Bazı kadınların yaşamı ilerici insanlığa armağandır

Tarihte öne çıkan devrimci birçok kadının yaşam öyküsü kadınlara olduğu kadar bütün ilerici insanlığa yol gösteren bir armağan olarak kabul edilmelidir. Roza’lar, Zetkin’ler, Zehra Kosova’lar, Boran’lar … Belki adını hatırlamadığımız ama tarihçilerin bize sunması gereken yüzlerce armağan gizli ya da açık mücadelemizi aydınlatıyor.

Galina Serebryakova’nın Ateşi Çalmak adlı 19. Yüzyılda işçi sınıfı siyasetinin oluşumunu anlatan nehir romanı bu açıdan çok kıymetli.
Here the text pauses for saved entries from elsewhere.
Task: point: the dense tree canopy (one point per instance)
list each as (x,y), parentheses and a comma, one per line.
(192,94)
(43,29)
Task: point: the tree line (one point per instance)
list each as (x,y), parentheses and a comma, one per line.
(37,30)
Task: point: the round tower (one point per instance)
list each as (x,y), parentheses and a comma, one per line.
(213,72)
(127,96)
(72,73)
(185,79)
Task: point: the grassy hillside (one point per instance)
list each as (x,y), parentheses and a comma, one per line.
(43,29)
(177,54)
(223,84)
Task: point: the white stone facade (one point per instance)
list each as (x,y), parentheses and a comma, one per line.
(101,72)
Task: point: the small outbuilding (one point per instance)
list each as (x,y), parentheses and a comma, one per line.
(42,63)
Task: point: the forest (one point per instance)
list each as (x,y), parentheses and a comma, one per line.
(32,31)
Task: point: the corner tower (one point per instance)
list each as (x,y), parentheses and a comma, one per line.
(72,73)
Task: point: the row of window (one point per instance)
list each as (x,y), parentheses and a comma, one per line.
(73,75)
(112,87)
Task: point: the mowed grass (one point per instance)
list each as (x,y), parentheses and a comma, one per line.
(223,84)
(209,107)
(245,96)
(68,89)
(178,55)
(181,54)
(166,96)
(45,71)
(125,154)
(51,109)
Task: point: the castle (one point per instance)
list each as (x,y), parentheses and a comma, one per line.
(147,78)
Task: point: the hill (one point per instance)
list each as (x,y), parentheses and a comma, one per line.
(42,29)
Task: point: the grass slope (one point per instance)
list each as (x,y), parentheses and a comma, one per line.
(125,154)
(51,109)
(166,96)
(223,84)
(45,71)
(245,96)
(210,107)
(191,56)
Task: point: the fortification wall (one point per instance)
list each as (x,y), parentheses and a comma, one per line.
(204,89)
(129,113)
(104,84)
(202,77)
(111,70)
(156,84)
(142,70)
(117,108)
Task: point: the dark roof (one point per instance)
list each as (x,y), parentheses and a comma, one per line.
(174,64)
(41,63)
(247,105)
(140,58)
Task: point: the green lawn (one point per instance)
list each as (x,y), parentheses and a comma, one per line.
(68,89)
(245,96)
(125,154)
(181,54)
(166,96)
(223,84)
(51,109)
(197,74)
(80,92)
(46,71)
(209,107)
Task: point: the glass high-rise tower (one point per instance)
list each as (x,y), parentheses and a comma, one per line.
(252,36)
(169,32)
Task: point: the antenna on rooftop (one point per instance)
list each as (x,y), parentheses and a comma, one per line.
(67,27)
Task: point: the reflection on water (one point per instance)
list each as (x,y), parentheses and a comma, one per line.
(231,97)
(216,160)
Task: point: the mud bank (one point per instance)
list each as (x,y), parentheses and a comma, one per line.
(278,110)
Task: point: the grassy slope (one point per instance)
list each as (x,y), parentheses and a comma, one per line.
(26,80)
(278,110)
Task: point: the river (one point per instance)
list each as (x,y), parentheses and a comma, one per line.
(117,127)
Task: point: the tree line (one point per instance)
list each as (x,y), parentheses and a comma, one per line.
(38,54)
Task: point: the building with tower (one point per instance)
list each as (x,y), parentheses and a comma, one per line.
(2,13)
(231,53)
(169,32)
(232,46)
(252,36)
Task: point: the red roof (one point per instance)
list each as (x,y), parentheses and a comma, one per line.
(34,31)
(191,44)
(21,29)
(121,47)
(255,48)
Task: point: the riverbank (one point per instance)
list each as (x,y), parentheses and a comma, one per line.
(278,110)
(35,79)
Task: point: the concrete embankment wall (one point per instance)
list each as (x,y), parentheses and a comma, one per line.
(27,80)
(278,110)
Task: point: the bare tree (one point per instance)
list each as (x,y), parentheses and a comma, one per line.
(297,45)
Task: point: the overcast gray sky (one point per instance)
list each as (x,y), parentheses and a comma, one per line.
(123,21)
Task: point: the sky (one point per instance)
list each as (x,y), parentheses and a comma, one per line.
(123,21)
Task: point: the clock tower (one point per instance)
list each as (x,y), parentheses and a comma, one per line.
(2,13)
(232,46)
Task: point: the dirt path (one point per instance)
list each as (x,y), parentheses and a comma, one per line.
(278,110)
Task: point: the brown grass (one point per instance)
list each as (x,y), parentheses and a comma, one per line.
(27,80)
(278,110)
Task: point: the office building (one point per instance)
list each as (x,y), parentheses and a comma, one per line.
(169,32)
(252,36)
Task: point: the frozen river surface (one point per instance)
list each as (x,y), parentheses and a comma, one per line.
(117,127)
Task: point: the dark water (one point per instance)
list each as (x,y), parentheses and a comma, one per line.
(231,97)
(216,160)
Edebi değerinin yanı sıra ansiklopedik bir özellik taşıyan bu belgesel romanda dönemin çok sayıda devrimcisi sahne alıyor, canlı karakterler olarak sizi olayların içine çekiyorlar.

Ancak romanın diğer Marx, Engels biyografilerinden önemli bir farkı var, komünist bir kadın tarafından yazılan bu kitapta  işçi sınıfı mücadelesinde kadınların rolüne ve kadın karakterlere eğilinmiş olması.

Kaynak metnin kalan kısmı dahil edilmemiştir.